Abstract

The reaction of pentaphenylcyclopentaphosphane (PPh)5 with [Os3(CO)10(NCMe)2] in 1 : 1 molar ratio afforded a pair of inversion isomers, 1 and 2, with the molecular formula [Os3(CO)10{(PPh)5}]. A similar reaction in 3 : 1 molar ratio gave a different cluster [Os3(CO)10{(PPh)5}2]3. The clusters [Os3(CO)11{(PPh)5}]4 and [{Os3(CO)11}2{(PPh)5}]5 were obtained from reaction of (PPh)5 with [Os3(CO)11(NCMe)]. Compound 4 reacted with [Ru3(CO)11(NCMe)] to generate the cluster [(OC)11Os3{(PPh)5}Ru3(CO)11]6. Compounds 4 and 5 were converted into 1 and 2 when heated in sealed tubes at 80 °C. In clusters 1 and 2 the triosmium unit is chelated by the cyclophosphane ligand through the 1,3-phosphorus atoms of the ring, and their main difference lies in the orientations adopted by the aromatic rings attached to the unco-ordinated phosphorus.
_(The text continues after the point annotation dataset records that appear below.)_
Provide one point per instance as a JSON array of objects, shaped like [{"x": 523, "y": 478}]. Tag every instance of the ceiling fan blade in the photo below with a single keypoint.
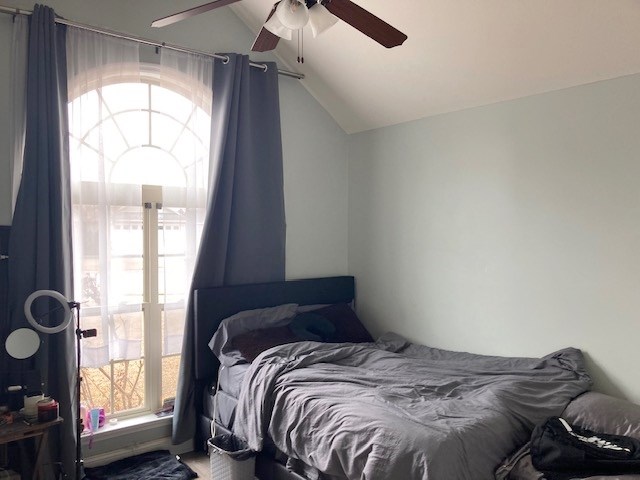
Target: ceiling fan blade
[
  {"x": 176, "y": 17},
  {"x": 266, "y": 41},
  {"x": 366, "y": 22}
]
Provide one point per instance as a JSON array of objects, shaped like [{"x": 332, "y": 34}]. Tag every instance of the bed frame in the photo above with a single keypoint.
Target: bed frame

Variable-temperature NMR studies showed that the two inversion isomers can undergo interconversion. In 4 one osmium atom of the triosmium unit is co-ordinated to one phosphorus atom of the cyclophosphorus ligand, while in 5 the two triosmium units are each linked via co-ordination of one Os atom to a phosphorus atom of the cyclophosphane ring. With the help of two-dimensional 31P NMR spectroscopy, the correlations between phosphorus atoms for clusters 1, 2, 4 and 5 were established.